4 Experimentation and Results
We evaluate the performance of our models on both the F-score and inference time as both are crucial for a smooth user experience. For the backbone network, we experiment with MobileNet and VGG architecture. Within models of the same backbone, version 1 is wider compared to version 2 (see architecture in Appendix A). For training, we use negative sampling ratio as 1 and set the optimizer to ADAM with learning rate as 0.0003. The models are pre-trained on 15,000 simulation images and fine-tuned on 5800 real world images.
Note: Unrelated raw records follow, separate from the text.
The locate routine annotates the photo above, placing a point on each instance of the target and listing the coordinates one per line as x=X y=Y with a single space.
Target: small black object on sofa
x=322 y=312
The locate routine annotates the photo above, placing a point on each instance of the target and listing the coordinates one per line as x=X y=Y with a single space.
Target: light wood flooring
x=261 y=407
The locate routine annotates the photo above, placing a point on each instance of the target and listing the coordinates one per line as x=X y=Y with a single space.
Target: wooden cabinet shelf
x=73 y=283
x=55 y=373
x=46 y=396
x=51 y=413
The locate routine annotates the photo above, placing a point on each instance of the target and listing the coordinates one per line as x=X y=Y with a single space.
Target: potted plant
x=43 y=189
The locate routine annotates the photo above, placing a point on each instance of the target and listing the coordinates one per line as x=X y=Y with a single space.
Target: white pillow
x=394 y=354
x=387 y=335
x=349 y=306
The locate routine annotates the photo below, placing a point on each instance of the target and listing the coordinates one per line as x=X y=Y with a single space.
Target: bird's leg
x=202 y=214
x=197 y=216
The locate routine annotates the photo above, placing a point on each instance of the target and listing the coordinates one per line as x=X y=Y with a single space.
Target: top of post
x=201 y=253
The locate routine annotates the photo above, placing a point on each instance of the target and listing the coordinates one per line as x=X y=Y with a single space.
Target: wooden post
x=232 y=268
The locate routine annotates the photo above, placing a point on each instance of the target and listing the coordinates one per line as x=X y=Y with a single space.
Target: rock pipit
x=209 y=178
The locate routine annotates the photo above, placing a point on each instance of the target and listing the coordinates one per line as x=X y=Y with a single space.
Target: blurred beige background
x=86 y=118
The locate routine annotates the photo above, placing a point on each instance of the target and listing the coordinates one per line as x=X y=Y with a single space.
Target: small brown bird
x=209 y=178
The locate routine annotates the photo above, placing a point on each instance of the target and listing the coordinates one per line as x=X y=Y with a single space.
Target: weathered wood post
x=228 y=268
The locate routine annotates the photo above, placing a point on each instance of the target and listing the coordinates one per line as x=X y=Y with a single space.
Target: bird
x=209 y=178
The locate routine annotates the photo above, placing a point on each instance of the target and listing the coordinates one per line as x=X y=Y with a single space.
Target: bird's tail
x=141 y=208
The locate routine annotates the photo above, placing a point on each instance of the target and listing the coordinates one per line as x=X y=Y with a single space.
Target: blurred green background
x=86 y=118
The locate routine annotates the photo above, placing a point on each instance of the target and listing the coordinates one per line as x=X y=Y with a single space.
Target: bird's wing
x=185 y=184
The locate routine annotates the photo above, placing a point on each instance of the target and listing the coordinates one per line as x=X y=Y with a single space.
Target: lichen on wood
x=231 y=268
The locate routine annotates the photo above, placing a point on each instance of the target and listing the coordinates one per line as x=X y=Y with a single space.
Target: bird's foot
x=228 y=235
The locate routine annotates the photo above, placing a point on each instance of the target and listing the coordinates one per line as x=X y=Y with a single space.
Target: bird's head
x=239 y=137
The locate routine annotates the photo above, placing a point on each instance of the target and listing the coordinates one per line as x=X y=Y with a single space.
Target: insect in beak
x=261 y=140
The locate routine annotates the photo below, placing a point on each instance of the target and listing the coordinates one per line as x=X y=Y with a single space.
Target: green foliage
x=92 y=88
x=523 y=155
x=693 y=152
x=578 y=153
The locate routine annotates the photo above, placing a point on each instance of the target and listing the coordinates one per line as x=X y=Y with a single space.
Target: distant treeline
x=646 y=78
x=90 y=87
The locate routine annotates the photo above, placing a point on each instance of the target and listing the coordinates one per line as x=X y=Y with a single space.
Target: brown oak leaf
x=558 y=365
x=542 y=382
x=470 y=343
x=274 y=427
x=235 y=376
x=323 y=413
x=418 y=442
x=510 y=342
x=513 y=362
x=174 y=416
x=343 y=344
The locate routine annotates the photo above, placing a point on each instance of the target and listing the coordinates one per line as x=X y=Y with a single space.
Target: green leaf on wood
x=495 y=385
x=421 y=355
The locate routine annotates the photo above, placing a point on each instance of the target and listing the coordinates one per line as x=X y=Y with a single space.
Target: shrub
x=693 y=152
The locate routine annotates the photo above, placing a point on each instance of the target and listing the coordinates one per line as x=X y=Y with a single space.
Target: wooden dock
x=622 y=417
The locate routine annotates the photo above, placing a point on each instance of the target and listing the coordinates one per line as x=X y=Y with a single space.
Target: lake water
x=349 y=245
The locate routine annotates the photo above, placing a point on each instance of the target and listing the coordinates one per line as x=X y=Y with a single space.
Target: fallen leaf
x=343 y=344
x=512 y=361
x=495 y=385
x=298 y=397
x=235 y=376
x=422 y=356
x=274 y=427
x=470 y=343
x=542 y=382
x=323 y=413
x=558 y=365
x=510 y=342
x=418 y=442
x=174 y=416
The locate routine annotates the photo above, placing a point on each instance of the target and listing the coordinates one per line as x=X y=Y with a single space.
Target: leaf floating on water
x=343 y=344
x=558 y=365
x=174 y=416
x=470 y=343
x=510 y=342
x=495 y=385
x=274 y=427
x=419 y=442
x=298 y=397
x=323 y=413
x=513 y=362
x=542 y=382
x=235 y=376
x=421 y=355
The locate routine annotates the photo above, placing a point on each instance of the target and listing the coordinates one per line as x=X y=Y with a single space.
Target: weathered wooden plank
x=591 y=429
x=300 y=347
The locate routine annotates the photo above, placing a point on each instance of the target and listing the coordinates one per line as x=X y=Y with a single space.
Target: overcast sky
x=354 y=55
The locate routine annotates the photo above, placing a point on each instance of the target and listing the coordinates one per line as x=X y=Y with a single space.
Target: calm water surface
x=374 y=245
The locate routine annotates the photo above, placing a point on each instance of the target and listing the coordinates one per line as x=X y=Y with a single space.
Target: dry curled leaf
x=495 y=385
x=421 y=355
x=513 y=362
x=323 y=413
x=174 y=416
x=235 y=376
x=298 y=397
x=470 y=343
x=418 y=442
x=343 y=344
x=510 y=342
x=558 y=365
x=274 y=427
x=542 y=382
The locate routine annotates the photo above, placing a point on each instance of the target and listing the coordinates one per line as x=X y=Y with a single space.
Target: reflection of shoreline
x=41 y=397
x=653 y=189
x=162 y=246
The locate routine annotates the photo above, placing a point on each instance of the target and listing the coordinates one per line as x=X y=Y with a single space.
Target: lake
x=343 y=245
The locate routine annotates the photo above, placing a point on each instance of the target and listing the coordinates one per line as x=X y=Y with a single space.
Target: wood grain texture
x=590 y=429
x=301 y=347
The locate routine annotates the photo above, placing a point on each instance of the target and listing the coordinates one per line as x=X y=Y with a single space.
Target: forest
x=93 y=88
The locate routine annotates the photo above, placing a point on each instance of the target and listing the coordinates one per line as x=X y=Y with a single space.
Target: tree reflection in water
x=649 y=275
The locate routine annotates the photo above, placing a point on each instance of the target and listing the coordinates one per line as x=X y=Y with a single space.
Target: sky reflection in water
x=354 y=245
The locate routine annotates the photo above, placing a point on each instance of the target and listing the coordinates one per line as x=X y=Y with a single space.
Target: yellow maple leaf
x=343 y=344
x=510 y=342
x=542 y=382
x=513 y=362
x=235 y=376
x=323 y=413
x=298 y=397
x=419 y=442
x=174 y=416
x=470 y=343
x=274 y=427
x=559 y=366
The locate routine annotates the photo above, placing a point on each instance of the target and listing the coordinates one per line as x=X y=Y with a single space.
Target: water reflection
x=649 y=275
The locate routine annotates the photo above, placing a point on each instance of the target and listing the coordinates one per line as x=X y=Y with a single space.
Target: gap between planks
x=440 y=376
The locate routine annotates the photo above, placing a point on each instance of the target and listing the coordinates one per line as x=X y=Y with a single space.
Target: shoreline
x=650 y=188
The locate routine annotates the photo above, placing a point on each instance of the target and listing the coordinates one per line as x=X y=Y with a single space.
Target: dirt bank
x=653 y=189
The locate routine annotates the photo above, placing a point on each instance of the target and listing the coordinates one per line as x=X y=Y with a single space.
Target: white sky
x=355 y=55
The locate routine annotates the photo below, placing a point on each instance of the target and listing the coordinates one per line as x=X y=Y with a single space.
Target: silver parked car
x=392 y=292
Roughly 20% of the real images from Beta testing volunteers are used for hyperparameter tuning.
Model | Recall | Precision | F-score | Inference time(ms) |
---|---|---|---|---|
Mobilenet Backbone 1 | 99.04 | 99.57 | 99.30 | 22.25 |
Mobilenet Backbone 2 | 99.57 | 98.83 | 99.20 | 10.81 |
VGG Backbone 1 | 98.83 | 99.46 | 99.14 | 66.86 |
VGG Backbone 2 | 99.36 | 97.99 | 98.67 | 17.83 |
During forward pass, the network predictions are passed through decode layers that consists of non-maximum suppression and an output layer that maps network outputs to individual vertices of the shape polygons. The precision/recall and F-score metrics are obtained using the test set consisting of images captured from play sessions with different users in different environment conditions. The predicted vertices are matched to the ground-truth vertices to obtain the above metrics. From Table 1, we see that models with MobileNet backbone achieve a better F-score compared to the models with VGG backbone while running with a much shorter inference time. We show model predictions mapped to shape polygons drawn on a few images from the test set in Fig. 5.




5 Conclusion
By bridging the gap between a digital game and tangible interactions with shape tile manipulatives through reflective AI, we introduce a novel way of interaction for kids to engage and learn geometry while having fun. We presented a light-weight neural network for dense oriented object detection that supports real-time performance on a wide range of consumer tablets. Using synthetic data, we generate random shape compositions that are difficult to obtain in real images making the network more robust to real-world variations. By adopting a game-centric approach, we keep the experience non-repetitive and engaging for kids. For future work, we would like to cover different skills such as addition, subtraction, measurement and counting, etc.
Acknowledgments and Disclosure of Funding
We thank everyone at Osmo/Tangible Play that was involved with the design and development of the hardware manipulatives and digital game as well as the user research studies. We thank Anoop Rajagopal, Nrupatunga and Heidy Maldonado for their initial feedback.